Nobody paid $100 for a cup of coffee, but Butler is nonetheless, cashing in, turning his hobby into a full-fledged brand, Big Face Coffee. An early partnership with Shopify (SHOP) helped get the company off the ground.

“They did a great job of really helping me, a new entrepreneur, really find out what to do, how to do it, and how to make it as seamless as possible," Butler said. "So I'm super grateful for Spotify because I had no idea how difficult this whole venture thing really is.”

Big Face Coffee
Big Face Coffee

Big Face is now sourcing coffee around the world and selling it along with various merchandise direct-to-consumer on its website.

Most days Bulter drinks eight or more cups of coffee per day. Sure, Butler loves the caffeine buzz but hopes the brand will help bring people together to enjoy it. "Whether you have cold coffee or hot or iced or nitro brew, or you drink almond milk or oat milk, coconut or whole or skim, whatever it may be, there’s always a conversation to have, between what some people call strangers, whenever you walk into a coffee shop. But all y’all have something in common.”

Big Face has plans for cafes in Miami and San Diego, where Butler lives in the off-season, but Butler's thinking big plans globally.

"This coffee thing is real, and it's going to be in grocery stores," he said. "I promise you, I'm going to have a bunch of different cafes all over the world, not just in the States, all over the world.”
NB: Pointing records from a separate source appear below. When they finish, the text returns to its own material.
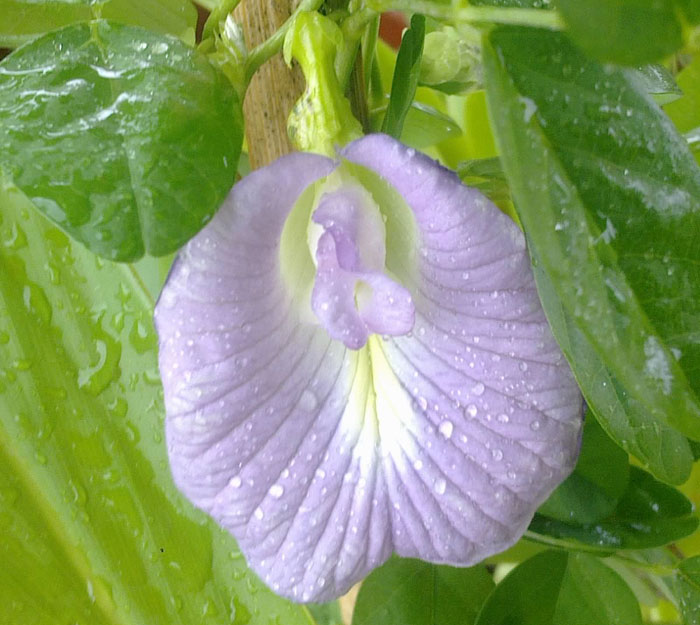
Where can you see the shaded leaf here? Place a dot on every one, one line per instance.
(649, 514)
(686, 585)
(128, 139)
(593, 490)
(610, 29)
(663, 450)
(607, 194)
(410, 591)
(559, 588)
(87, 505)
(659, 83)
(21, 22)
(406, 74)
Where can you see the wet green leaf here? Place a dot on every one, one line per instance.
(662, 450)
(406, 74)
(659, 83)
(685, 112)
(628, 31)
(593, 490)
(21, 22)
(92, 529)
(649, 514)
(607, 193)
(559, 588)
(126, 139)
(406, 591)
(686, 586)
(423, 125)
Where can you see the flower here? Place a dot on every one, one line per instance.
(355, 362)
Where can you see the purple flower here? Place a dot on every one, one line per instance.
(355, 363)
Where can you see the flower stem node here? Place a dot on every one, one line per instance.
(321, 120)
(355, 363)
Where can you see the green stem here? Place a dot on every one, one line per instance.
(539, 18)
(662, 570)
(273, 44)
(657, 569)
(353, 29)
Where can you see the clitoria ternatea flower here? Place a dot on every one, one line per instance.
(355, 363)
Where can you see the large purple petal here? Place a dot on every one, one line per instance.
(323, 460)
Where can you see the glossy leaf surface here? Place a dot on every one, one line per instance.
(558, 588)
(92, 530)
(20, 21)
(649, 514)
(410, 591)
(593, 490)
(607, 193)
(406, 74)
(127, 139)
(610, 29)
(663, 450)
(687, 589)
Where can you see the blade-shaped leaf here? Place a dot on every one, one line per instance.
(649, 514)
(423, 125)
(559, 588)
(607, 194)
(21, 22)
(592, 491)
(663, 450)
(128, 139)
(410, 591)
(92, 528)
(406, 74)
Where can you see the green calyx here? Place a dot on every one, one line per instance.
(321, 120)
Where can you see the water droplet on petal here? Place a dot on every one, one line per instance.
(445, 428)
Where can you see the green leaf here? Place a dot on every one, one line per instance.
(649, 514)
(487, 175)
(406, 74)
(326, 613)
(685, 112)
(423, 125)
(686, 586)
(92, 529)
(559, 588)
(627, 31)
(659, 83)
(662, 450)
(21, 22)
(406, 591)
(128, 139)
(593, 490)
(607, 194)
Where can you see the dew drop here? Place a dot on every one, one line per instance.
(445, 428)
(276, 491)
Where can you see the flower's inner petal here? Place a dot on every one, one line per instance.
(352, 296)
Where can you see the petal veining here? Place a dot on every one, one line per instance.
(437, 441)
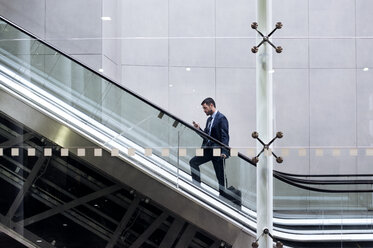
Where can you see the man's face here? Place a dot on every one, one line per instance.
(208, 109)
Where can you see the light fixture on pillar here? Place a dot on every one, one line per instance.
(255, 135)
(255, 49)
(255, 244)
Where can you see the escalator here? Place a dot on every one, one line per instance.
(97, 143)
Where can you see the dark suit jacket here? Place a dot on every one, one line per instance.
(219, 131)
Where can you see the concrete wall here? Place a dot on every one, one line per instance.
(175, 53)
(56, 22)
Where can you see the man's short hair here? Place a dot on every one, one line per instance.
(208, 101)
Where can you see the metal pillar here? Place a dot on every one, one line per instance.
(264, 108)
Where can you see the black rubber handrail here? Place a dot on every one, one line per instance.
(289, 181)
(127, 90)
(324, 175)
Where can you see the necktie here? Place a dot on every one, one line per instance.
(209, 125)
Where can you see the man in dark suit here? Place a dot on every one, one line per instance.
(218, 128)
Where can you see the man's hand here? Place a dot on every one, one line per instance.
(196, 125)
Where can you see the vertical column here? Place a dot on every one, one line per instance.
(264, 104)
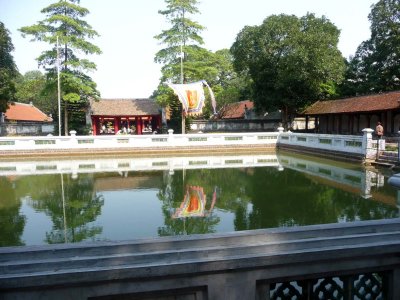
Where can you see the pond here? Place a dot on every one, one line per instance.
(70, 201)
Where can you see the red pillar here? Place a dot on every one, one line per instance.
(139, 125)
(116, 124)
(94, 125)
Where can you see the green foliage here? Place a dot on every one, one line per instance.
(8, 69)
(198, 62)
(64, 19)
(375, 67)
(32, 87)
(291, 61)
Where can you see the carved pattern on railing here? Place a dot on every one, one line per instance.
(362, 286)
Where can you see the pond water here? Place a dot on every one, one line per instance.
(69, 201)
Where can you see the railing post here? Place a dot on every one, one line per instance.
(367, 143)
(398, 147)
(170, 135)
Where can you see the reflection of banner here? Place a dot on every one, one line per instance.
(194, 203)
(191, 95)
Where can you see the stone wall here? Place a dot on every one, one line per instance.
(26, 129)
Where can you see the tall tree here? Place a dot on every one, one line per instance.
(376, 67)
(291, 61)
(8, 69)
(181, 42)
(32, 87)
(181, 39)
(64, 20)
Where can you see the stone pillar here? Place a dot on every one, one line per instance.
(170, 135)
(368, 151)
(95, 126)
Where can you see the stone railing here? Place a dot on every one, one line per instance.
(161, 142)
(126, 164)
(358, 260)
(361, 147)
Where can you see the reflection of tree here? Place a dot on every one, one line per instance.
(71, 218)
(292, 198)
(11, 222)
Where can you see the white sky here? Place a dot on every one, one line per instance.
(126, 69)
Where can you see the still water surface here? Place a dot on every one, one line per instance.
(122, 199)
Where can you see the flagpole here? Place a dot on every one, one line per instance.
(58, 90)
(183, 40)
(183, 110)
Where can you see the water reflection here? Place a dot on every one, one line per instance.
(115, 199)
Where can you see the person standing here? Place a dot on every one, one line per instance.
(379, 130)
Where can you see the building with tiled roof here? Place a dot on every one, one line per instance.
(352, 115)
(136, 116)
(17, 112)
(25, 119)
(238, 110)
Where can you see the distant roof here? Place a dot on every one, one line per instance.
(124, 107)
(25, 112)
(377, 102)
(236, 110)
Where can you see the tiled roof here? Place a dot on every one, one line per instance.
(124, 107)
(236, 110)
(25, 112)
(377, 102)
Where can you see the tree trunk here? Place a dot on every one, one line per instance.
(65, 118)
Butler has one simple but surprising expectation for his shops, and it has nothing to do with what’s brewing,

“I just want everybody to be able to sit down in my cafes and not take pictures, not be on social. Just sit down and have a nice conversation, meet somebody new, talk about what you all have in common,” he said.

Big Face sources coffee beans from farms around the world including Ethiopia, Honduras, Columbia, and El Salvador.

Butler wants a cup of the $100 billion global coffee market, but the burgeoning barista is more focused on the spiritual benefits of his brand than financial gains. Butler says his goal is to “try to get everybody to understand you got so much more in common than you do not, you just gotta sit down and talk it over a cup of coffee.”